A friend of mine told me that after reading Fratelli tutti he wondered how a document that is so full of obvious truisms could also be so radical. Pope Francis’s latest encyclical breaks little new ground, but the ground upon which we all stand has shifted to such an extent that talk of “fraternal love” sounds both outdated and revolutionary. Part of the reason it sounds outdated is the use of gender-specific language. Would it have killed the Vatican to be more inclusive? But the encyclical also sounds utopian—in a shocking and, I think, necessary way—when set against the divisiveness and hopelessness we are currently experiencing.
The first chapter of Fratelli tutti surveys the devastation in dispiriting detail. The “openness” trumpeted by neoliberalism turned out to be an empty slogan that allowed international capital to take advantage of vulnerable localities, “massifying” the world but further dividing the haves from the have-nots. The aggressive nationalist response to globalism exacerbates division and the fear of others, especially migrants and refugees. People uprooted from traditional forms of community are easily mobilized by ideologies that feed on resentment and create enemies within their communities. Politics today seeks not the common good but power through scapegoating and discrediting others. The pandemic has both revealed our interconnectedness and exposed and increased our fragmentation. We have made the isolation and death worse by treating health care as a consumer item available to those who can pay for it.
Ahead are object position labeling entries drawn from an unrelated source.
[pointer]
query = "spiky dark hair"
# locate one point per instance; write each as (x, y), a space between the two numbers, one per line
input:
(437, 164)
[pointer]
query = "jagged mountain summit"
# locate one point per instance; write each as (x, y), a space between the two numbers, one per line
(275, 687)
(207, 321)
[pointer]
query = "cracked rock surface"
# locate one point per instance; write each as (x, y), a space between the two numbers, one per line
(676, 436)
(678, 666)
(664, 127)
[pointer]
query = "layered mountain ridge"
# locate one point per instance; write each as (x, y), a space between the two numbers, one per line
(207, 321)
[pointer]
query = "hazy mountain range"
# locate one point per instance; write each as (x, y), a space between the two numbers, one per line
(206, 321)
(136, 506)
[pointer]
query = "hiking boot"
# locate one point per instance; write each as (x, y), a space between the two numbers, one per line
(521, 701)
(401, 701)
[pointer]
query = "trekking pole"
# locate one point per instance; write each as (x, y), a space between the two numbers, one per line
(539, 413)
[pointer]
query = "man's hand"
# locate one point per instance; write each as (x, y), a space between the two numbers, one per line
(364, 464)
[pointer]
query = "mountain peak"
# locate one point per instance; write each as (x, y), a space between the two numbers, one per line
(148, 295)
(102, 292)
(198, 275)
Through all of this desolation, truth-telling and leadership have been in short supply. “Things that until a few years ago could not be said by anyone without risking the loss of universal respect can now be said with impunity, and in the crudest of terms, even by some political figures.” Surely it cannot be a mere coincidence that this sentence appears in paragraph forty-five!
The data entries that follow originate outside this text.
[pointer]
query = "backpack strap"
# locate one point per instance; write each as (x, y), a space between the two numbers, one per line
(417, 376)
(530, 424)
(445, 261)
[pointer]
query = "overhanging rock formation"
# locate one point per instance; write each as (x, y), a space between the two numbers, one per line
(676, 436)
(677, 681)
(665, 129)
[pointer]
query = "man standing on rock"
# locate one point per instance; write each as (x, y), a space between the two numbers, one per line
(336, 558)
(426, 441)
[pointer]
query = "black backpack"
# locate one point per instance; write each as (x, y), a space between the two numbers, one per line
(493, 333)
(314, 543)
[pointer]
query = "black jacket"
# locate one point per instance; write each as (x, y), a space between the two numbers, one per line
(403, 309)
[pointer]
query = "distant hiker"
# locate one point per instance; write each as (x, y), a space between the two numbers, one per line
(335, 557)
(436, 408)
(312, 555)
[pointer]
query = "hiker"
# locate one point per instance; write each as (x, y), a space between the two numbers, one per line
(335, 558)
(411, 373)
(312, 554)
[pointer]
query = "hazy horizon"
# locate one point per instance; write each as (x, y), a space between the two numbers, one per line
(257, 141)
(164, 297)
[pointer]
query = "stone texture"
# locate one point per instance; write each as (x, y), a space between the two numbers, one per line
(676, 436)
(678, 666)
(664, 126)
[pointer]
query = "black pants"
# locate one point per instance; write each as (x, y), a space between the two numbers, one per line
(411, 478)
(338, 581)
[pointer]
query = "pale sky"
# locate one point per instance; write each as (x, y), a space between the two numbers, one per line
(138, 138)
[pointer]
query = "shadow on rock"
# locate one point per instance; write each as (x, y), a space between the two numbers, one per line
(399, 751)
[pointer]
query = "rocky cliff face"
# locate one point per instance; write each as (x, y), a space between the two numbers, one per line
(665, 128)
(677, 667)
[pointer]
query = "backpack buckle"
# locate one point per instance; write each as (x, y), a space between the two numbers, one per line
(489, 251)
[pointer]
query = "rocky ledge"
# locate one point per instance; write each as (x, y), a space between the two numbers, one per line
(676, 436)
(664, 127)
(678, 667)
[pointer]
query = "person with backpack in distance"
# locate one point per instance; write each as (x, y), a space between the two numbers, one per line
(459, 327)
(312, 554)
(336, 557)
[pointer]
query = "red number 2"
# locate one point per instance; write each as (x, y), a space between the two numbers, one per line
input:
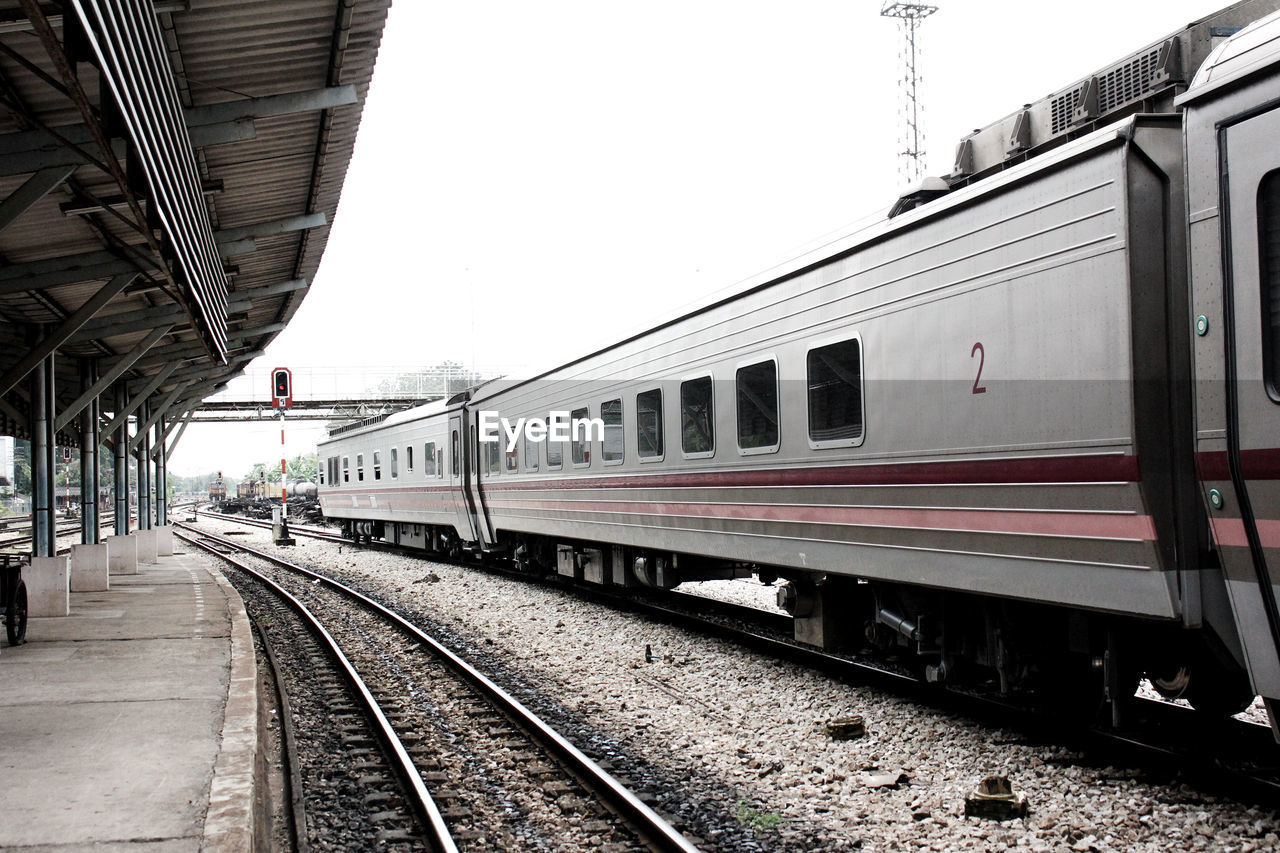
(982, 359)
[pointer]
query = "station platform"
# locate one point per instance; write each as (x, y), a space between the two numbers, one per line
(132, 724)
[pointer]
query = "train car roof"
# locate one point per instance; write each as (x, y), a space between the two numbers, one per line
(1242, 56)
(1111, 135)
(393, 419)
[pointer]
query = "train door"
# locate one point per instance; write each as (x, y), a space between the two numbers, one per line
(456, 473)
(475, 493)
(1249, 213)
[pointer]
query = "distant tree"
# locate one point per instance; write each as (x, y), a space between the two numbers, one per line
(272, 471)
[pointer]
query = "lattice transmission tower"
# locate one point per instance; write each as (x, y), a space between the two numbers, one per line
(910, 16)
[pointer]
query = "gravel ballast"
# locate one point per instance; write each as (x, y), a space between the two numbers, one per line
(722, 728)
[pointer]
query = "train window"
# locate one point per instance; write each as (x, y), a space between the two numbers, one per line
(649, 424)
(758, 407)
(492, 451)
(611, 448)
(1269, 249)
(835, 379)
(696, 418)
(530, 454)
(580, 437)
(554, 452)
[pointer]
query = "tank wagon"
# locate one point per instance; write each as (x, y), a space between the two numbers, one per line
(1024, 430)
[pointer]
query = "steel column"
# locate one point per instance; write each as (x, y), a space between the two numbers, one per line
(161, 475)
(41, 461)
(122, 463)
(144, 471)
(90, 528)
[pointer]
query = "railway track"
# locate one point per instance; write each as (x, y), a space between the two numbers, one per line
(507, 779)
(1233, 756)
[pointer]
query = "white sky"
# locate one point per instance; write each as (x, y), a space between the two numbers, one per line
(534, 178)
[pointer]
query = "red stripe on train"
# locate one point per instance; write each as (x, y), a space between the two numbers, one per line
(1262, 464)
(1041, 469)
(1104, 525)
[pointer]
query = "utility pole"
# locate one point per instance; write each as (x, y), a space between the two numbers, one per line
(909, 16)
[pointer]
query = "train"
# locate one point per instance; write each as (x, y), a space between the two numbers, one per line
(1023, 432)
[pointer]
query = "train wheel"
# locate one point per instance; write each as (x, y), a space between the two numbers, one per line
(16, 616)
(1173, 685)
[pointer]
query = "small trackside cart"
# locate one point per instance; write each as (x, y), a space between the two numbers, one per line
(13, 597)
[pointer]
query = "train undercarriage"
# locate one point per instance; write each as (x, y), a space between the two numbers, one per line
(1073, 660)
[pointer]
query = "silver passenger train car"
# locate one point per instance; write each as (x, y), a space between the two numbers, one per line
(1025, 430)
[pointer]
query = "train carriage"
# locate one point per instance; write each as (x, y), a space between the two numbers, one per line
(396, 475)
(1023, 429)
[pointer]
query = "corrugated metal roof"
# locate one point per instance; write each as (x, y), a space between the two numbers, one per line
(261, 85)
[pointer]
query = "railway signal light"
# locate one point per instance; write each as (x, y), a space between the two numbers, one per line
(282, 388)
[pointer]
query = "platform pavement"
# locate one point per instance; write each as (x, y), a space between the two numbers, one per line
(132, 724)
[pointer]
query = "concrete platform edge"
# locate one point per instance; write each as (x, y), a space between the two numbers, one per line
(232, 821)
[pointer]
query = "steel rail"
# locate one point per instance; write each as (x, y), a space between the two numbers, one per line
(289, 747)
(433, 822)
(658, 833)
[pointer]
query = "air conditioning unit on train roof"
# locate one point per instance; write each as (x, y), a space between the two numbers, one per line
(1146, 81)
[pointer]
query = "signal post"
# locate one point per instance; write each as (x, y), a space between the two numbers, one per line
(282, 398)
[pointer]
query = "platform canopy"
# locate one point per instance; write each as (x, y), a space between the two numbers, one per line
(168, 176)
Because the encyclical was released in the heat of the U.S. election season, I was particularly interested in Pope Francis’s chapter on “A Better Kind of Politics.” The fact that Francis does not get there until chapter five, however, is an important indicator of the kind of politics he has in mind. Toward the end of the first chapter, he makes clear that we are faced with too much information and not enough wisdom. The solution to the devastation will not be merely political—at least not in the sense of technocratic answers implemented from above. A change of leadership at the top, the triumph of one party over another, will not suffice. What is needed is a more patient and grassroots process of “interpersonal encounters” (48) among people who live and think differently: “The process of building fraternity, be it local or universal, can only be undertaken by spirits that are free and open to authentic encounters” (50). A better kind of politics will come only through sustained and genuine engagement with our sisters and brothers.